Pour les fêtes de fin d’année, sur Airbnb, il y a encore le choix. Une « superbe villa dans le village calme et bucolique » de Herzliya à 328 euros par nuit. Une « charmante location de vacances » avec un jardin disposant d’une balançoire bleue à Har Adar. Ou un logement, certes, dépouillé mais bien pratique avec son parking gratuit à « Oranit la magique » pour 74 euros par nuit.
Selon les informations de BFMTV, l’association Juristes pour le respect du droit international (Jurdi) vient d’assigner la plateforme Airbnb devant la justice française. Elle l’accuse de soutenir les crimes de guerre en proposant à la location des biens situés dans les territoires palestiniens occupés par Israël en Cisjordanie.
« En proposant ces logements, (Airbnb) contribue à la normalisation et à la pérennisation du régime colonial, en apportant des ressources financières aux colons et en légitimant leur présence », assure Jurdi dans son assignation dont BFMTV a pu consulter des extraits.
350 logements litigieux en 2025 selon la rapporteuse des Nations unies
La démarche de Jurdi suit de peu celle de la Ligue des droits de l’Homme qui, le mois dernier, a annoncé avoir porté plainte au pénal contre Airbnb. Cette fois-ci, c’est donc sur le terrain civil que la plateforme de location entre particuliers est attaquée. Il faut dire que le problème n’est pas nouveau. Mais il semble prendre de l’ampleur.
Dans un rapport publié le 30 juin 2025, Francesca Albanese, rapporteuse spéciale des Nations unies, estime qu’Airbnb propose aujourd’hui environ 350 logements à la location dans ces territoires que la plateforme qualifie de « contestés », contre 139 en 2016. Ce qui la rend, selon Jurdi, coupable des délits de « recel » et de « blanchiment du produit de crimes de guerre ».

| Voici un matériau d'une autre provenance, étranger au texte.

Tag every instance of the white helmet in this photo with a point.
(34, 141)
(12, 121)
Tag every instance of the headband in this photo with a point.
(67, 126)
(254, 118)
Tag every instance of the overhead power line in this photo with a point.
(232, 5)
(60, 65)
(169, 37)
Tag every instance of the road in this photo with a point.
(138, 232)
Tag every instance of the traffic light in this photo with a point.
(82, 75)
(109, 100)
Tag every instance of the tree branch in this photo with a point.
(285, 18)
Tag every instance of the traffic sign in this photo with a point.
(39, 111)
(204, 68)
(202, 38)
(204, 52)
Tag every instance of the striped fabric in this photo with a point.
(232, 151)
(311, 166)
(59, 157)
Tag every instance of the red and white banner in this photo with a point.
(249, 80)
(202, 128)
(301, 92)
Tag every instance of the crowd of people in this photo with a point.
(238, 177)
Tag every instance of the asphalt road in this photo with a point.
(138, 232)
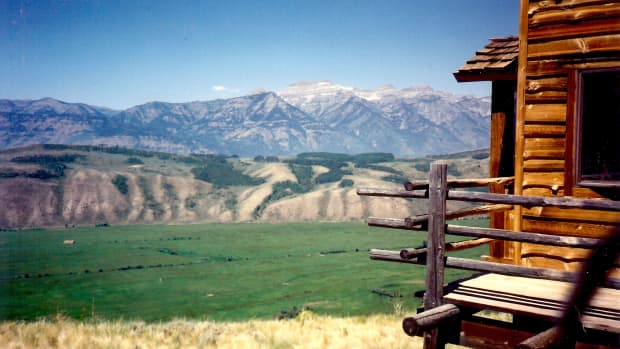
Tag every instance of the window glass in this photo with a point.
(600, 126)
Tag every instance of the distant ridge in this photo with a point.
(305, 116)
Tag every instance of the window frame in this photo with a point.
(573, 176)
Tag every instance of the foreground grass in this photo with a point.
(306, 331)
(216, 272)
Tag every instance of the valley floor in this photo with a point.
(306, 331)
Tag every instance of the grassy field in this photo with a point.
(219, 272)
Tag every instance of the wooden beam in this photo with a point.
(394, 193)
(509, 269)
(492, 267)
(415, 223)
(555, 337)
(462, 183)
(574, 15)
(433, 297)
(520, 114)
(410, 253)
(429, 319)
(531, 201)
(576, 46)
(535, 238)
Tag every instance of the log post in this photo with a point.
(430, 319)
(437, 194)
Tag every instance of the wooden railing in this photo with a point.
(438, 190)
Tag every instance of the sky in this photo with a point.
(119, 54)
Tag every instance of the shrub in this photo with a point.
(346, 183)
(120, 182)
(221, 173)
(132, 160)
(334, 175)
(369, 158)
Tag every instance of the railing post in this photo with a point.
(437, 194)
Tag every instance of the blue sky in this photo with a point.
(123, 53)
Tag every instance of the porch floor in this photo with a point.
(538, 298)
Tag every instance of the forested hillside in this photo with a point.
(59, 185)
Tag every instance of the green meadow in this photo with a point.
(209, 271)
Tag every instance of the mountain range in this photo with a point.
(305, 116)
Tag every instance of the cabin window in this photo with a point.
(598, 128)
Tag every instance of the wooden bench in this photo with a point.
(550, 308)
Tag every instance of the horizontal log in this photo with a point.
(463, 183)
(396, 223)
(546, 97)
(558, 227)
(395, 193)
(587, 45)
(410, 253)
(529, 201)
(564, 31)
(564, 254)
(492, 267)
(556, 154)
(538, 165)
(536, 7)
(571, 16)
(555, 337)
(429, 319)
(544, 131)
(509, 269)
(545, 144)
(546, 84)
(536, 238)
(574, 215)
(391, 256)
(547, 179)
(545, 113)
(415, 223)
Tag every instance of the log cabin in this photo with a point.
(555, 121)
(554, 232)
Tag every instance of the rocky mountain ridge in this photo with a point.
(308, 116)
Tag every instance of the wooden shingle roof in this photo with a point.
(496, 61)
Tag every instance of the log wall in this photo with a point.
(562, 37)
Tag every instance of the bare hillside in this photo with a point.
(81, 185)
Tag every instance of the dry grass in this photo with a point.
(305, 331)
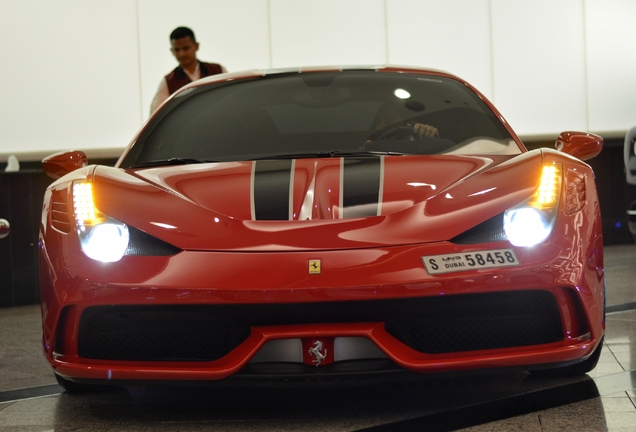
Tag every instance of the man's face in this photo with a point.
(185, 51)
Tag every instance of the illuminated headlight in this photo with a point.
(531, 222)
(102, 238)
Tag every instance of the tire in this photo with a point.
(582, 368)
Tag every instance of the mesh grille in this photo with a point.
(440, 324)
(157, 334)
(486, 232)
(480, 322)
(144, 244)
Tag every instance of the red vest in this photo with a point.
(178, 78)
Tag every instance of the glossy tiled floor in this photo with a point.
(603, 400)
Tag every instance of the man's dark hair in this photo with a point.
(181, 32)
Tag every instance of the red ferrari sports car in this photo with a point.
(325, 224)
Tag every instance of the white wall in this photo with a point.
(81, 74)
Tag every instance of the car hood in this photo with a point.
(316, 204)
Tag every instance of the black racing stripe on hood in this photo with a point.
(361, 187)
(271, 189)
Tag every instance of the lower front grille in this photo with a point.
(157, 334)
(479, 322)
(440, 324)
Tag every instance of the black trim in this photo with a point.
(621, 308)
(31, 392)
(361, 187)
(271, 189)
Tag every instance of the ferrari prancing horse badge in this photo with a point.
(314, 266)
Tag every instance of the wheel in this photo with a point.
(576, 369)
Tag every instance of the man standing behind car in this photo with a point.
(184, 47)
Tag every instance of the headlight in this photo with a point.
(531, 222)
(102, 238)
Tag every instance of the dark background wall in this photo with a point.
(21, 196)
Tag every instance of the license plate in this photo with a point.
(457, 262)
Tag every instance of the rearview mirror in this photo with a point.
(581, 145)
(59, 164)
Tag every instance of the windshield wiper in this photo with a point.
(329, 154)
(171, 161)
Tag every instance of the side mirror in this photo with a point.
(4, 228)
(580, 144)
(59, 164)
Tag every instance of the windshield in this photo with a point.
(323, 114)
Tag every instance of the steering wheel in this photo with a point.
(402, 133)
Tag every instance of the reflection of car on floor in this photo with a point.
(630, 176)
(5, 228)
(325, 224)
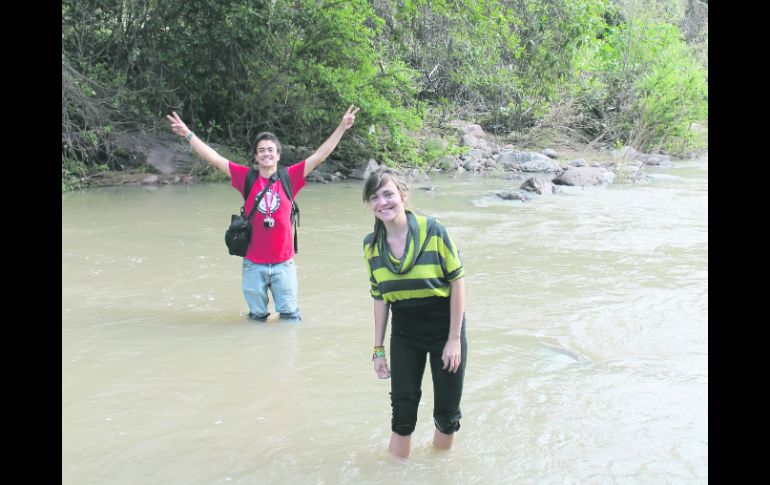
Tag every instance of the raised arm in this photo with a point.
(328, 146)
(204, 151)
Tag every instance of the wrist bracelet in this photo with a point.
(379, 351)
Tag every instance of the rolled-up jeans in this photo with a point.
(281, 279)
(420, 329)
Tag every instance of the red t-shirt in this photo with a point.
(274, 244)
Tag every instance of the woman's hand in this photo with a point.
(452, 355)
(381, 367)
(177, 125)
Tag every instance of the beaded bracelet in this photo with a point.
(379, 351)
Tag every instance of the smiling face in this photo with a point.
(267, 154)
(387, 202)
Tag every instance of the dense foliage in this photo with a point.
(232, 68)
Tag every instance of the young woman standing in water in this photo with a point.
(417, 275)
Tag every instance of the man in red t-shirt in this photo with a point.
(269, 261)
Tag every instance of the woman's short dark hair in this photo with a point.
(380, 177)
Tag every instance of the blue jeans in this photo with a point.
(281, 279)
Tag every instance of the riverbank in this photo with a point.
(162, 160)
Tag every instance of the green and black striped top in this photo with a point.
(429, 263)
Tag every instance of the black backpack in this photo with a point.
(283, 175)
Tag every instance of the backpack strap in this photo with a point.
(251, 177)
(283, 175)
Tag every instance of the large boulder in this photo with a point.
(584, 176)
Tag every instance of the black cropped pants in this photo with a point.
(418, 333)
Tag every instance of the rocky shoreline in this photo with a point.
(166, 161)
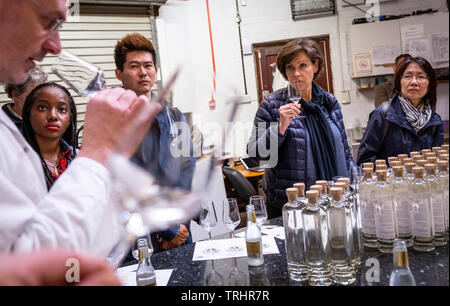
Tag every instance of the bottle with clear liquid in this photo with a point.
(401, 274)
(325, 196)
(350, 199)
(320, 200)
(443, 178)
(385, 224)
(340, 233)
(145, 273)
(315, 231)
(402, 205)
(368, 233)
(293, 228)
(437, 204)
(301, 193)
(253, 239)
(421, 213)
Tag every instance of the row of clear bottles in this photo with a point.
(413, 207)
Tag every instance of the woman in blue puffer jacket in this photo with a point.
(408, 121)
(301, 142)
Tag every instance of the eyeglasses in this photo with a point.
(420, 78)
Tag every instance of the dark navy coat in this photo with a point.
(291, 159)
(401, 138)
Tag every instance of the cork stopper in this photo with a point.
(435, 149)
(342, 185)
(432, 160)
(395, 164)
(381, 175)
(392, 158)
(409, 167)
(336, 193)
(418, 172)
(402, 156)
(381, 167)
(312, 196)
(367, 172)
(442, 165)
(368, 165)
(300, 188)
(398, 171)
(291, 194)
(421, 162)
(430, 169)
(430, 154)
(408, 160)
(319, 188)
(414, 153)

Des violations du droit international, donc. Mais aussi du droit français, selon l’association. « Dans notre pays, on ne peut pas proposer de contrat contraire à l’ordre public, éclaire en effet l’avocate Hélène Massin-Trachez qui porte ce combat pour Jurdi. Or, c’est ce que fait Airbnb en proposant ces contrats de location illicites. Et cette entreprise les propose à ses clients situés sur le sol français ».
Jurdi réclame donc à la justice civile de forcer Airbnb à retirer les annonces litigieuses de son offre accessibles depuis la France. Si le tribunal lui donne raison, la plateforme aura alors huit jours pour se mettre en conformité, avant d’être sanctionnée d’une astreinte de 5.000 euros par jour de retard.
Première audience à Paris le 13 janvier prochain
Contacté par BFMTV, Airbnb se défend, en tout état de cause, de faire des bénéfices sur le dos de la situation internationale:
« Du fait de notre présence dans le monde entier, nous sommes et continuerons d’être confrontés à des situations complexes, fait-elle valoir. Nous restons déterminés à aborder chacune de ces situations avec la plus grande attention ».
Mais ce n’est pas simple. En 2018, Airbnb avait annoncé son intention de supprimer les annonces litigieuses avant d’être menacée de poursuites judiciaires par certains clients.
Elle avait donc décidé de maintenir les biens à la location, tout en annonçant reverser désormais l’intégralité des bénéfices à des organisations à but non lucratif, sans que l’on puisse savoir lesquelles précisément. Entre mai 2024 et avril 2025, elle prétend avoir reversé 16.681 dollars correspondant aux bénéfices tirés des locations en Cisjordanie mais aussi dans les territoires disputés d’Abkhazie et d’Ossétie du Sud. Une démarche insuffisante pour Jurdi.
« En fait, c’est même une forme d’aveu si l’argent est sale au point qu’Airbnb souhaite le reverser à des associations, indique ainsi Julien Bayou, un des autres avocats qui porte cette assignation. Et cela ne change rien au fond. Même sans conserver les commissions perçues, cette plateforme aide des propriétaires situés dans les colonies à s’enrichir et se fait complice de ces crimes ».
Ce sera désormais à la justice de trancher. Selon les informations recueillies par BFMTV, Airbnb a reçu l’assignation en question il y a quelques jours. Une première audience de mise en état est d’ores et déjà programmée le 13 janvier prochain.